Regulating Emotion After Traumatic Brain Injury

Hartimage610In the wake of a traumatic brain injury (TBI), friends and family may find it easy to understand that physical recovery will take time. Fewer people are aware that TBI can take a significant toll on the emotional well-being of the injured person. Yet studies have shown that up to a third of all people with a TBI, whether mild or severe, experience irritability and anger. And patients who wrestled with anger prior to injury may find that a TBI intensifies the problem.

According to Tessa Hart, PhD, director of the MossRehab Traumatic Brain Injury Clinical Research Laboratory and director of the Moss Traumatic Brain Injury Model System, patients with TBI have legitimate reasons to feel angry.

“The brain is the organ that controls emotions,” says Dr. Hart, “and injury to the brain can affect how you express emotions, including anger and irritation. Patients with brain injury also experience drastic changes in their lives, such as the loss of independence, and cognitive problems that interfere with simple things like following a conversation. All of these changes can be very frustrating and can contribute to outbursts of anger. Patients who are angry after a brain injury should know that they are not alone—these are common problems.”

Problems with irritability and anger also can adversely affect those who interact with patients.

“Many people with TBI are at risk for losing their social support networks,” says Dr. Hart, “because people who display anger tend to drive others away. Irritability is also something that can be very difficult for professionals to handle—even those with experience treating brain-injured patients. Compared with other emotional disorders, such as depression and anxiety, anger doesn’t tend to garner much sympathy from others.”

Outside of a few small trials, the management of anger and irritability after brain injury is an area that is only beginning to be explored.

In 2011, Dr. Hart and colleagues from MRRI and Craig Hospital in Englewood, Colorado launched the first multicenter, randomized controlled trial of a psycho-educational treatment for anger following TBI. Funded by an NIH grant, the trial is designed to test and refine a unique protocol that teaches patients how to manage their anger more effectively.

Combining their brain injury expertise with the anger management expertise of collaborator Roland Maiuro, PhD, who directs a domestic violence center in Seattle, Dr. Hart and her colleagues have adapted anger management principles and techniques so that they can be used by patients who have difficulty with reasoning and memory.

“During eight highly structured one-on-one sessions, therapists and patients are guided by a manual that is almost scripted,” says Dr.
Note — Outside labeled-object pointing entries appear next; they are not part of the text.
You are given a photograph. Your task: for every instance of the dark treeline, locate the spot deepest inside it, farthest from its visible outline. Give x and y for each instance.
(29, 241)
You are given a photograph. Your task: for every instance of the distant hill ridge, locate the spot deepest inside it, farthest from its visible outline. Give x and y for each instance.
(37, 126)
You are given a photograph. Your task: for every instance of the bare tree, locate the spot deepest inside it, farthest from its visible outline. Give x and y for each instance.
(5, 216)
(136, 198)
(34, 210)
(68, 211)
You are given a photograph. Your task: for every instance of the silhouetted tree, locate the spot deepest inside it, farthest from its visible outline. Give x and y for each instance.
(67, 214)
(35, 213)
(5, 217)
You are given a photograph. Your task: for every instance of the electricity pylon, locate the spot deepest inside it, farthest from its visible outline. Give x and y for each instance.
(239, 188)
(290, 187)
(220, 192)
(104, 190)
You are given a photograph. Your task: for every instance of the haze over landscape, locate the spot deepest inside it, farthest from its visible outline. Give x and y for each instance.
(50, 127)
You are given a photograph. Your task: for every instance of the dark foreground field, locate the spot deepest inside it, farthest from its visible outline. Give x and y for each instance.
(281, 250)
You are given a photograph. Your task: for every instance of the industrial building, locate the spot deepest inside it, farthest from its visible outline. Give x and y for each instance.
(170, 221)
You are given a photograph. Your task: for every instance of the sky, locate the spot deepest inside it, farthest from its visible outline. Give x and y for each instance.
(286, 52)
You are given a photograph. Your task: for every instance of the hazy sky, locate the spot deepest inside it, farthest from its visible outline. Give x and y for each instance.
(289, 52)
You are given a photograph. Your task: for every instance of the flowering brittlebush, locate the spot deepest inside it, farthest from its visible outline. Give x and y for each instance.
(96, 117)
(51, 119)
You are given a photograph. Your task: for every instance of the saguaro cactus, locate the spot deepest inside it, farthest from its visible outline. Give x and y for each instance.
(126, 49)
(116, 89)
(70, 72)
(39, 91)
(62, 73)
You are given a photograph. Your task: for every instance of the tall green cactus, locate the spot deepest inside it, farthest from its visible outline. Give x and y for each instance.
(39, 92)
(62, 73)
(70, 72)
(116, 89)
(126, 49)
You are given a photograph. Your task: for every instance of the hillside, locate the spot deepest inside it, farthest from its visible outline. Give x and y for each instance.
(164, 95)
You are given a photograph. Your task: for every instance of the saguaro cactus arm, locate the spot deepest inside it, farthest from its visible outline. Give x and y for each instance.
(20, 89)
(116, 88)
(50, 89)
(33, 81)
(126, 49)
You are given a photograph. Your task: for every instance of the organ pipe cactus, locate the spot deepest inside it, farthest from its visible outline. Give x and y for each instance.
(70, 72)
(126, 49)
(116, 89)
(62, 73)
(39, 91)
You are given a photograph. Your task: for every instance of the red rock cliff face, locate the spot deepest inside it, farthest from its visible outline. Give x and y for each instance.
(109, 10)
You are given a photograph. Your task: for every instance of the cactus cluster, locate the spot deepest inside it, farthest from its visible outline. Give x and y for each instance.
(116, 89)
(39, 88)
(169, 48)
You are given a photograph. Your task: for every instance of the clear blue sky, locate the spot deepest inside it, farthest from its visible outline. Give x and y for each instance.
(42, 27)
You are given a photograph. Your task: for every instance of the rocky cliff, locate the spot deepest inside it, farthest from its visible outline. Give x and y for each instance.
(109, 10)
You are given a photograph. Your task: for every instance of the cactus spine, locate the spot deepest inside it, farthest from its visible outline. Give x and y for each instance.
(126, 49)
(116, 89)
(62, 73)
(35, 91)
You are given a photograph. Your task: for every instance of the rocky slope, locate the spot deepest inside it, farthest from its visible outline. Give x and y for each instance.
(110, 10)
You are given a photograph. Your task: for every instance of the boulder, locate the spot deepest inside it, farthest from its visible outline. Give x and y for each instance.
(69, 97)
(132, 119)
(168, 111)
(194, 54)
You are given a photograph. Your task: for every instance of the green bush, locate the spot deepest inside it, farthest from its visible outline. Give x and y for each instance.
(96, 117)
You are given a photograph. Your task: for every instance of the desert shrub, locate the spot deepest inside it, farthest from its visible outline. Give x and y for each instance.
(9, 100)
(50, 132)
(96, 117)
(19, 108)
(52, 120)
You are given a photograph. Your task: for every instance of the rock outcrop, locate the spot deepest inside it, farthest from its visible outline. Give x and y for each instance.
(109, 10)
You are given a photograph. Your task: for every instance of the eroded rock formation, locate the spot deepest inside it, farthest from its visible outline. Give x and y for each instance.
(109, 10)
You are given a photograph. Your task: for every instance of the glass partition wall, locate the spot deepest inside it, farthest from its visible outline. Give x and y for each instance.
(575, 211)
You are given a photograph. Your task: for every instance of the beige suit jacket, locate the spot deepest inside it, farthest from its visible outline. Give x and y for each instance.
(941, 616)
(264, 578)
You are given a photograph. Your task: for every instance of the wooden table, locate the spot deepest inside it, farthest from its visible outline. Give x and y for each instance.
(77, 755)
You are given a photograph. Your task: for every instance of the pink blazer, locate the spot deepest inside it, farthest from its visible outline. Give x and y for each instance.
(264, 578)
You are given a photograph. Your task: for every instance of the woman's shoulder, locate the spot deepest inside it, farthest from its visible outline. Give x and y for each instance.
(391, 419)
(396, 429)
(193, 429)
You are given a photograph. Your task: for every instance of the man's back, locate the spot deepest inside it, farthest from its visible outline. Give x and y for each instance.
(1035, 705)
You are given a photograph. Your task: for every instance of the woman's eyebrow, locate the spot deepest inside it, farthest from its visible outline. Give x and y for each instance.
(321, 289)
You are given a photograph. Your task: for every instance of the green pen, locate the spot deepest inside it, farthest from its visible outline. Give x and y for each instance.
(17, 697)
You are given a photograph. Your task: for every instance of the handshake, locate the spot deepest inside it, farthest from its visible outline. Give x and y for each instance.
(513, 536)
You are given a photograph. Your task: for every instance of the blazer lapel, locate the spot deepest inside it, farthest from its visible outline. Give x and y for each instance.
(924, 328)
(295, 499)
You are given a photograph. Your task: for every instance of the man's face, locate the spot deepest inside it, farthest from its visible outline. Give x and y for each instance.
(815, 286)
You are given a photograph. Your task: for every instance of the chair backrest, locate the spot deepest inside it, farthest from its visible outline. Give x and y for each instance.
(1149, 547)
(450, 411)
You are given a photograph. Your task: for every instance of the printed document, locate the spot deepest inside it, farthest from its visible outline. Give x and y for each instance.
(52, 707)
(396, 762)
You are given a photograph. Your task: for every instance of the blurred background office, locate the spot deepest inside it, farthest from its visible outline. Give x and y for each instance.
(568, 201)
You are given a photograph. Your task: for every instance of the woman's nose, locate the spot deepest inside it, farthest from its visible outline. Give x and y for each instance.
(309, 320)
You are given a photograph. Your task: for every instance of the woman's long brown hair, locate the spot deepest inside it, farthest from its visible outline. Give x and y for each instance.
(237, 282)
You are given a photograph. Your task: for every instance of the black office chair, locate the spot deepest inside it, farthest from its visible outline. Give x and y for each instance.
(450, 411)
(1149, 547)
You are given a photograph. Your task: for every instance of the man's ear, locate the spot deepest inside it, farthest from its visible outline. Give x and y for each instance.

Hart. “There’s a lot of repetition, which helps to compensate for memory deficits. For example, sessions always begin with a review of the previous session and then end with a recap of the current session. Each session has a particular theme or topic, and topics are organized so that they begin with introductory educational material, and gradually incorporate more sophisticated techniques for self-managing anger.”

The sessions are designed to help patients recognize their feelings and why they have them. Patients learn that anger is a protective emotion that occurs when they feel threatened. They discover that after brain injury, they are more susceptible to feeling belittled, confused, or frightened, and they learn that it’s easy to react to these threats in a knee-jerk way, with anger.

“We teach people to express the underlying emotions instead of reacting in anger. Patients might learn to say ‘I’m confused, can you explain that?’ which works better than a frustrated outburst. We show them how to express themselves in more effective ways to get what they need.”

One patient, who had automatically responded to her mother’s complaints with anger, gradually learned to change their interactions.

“When my mother started complaining to me,” she said, ‘I learned to say: ‘Mom, I really need a time out right now. I know you’re just venting, but can we talk about it later? You can finish venting in about 20 minutes. Right now I’m feeling overwhelmed.’”

The patient’s mother understood and apologized, and communication between the two became more productive.

Recently Dr. Hart and colleagues added a special type of follow-up, a “treatment enactment” phase, to their trial.

“This part of our research is unique,” says Dr. Hart. “The treatment enactment phase allows us to find out how a person has changed his or her everyday behavior in response to this therapy. We hear about the changes in patients’ daily lives, and so far we are getting promising feedback that will help us make the therapy even better.”

At MRRI, Dr. Hart also directs other research involving emotional regulation, including a randomized controlled trial examining the use of the everyday technology of text messaging to help individuals with TBI manage anxiety and depression.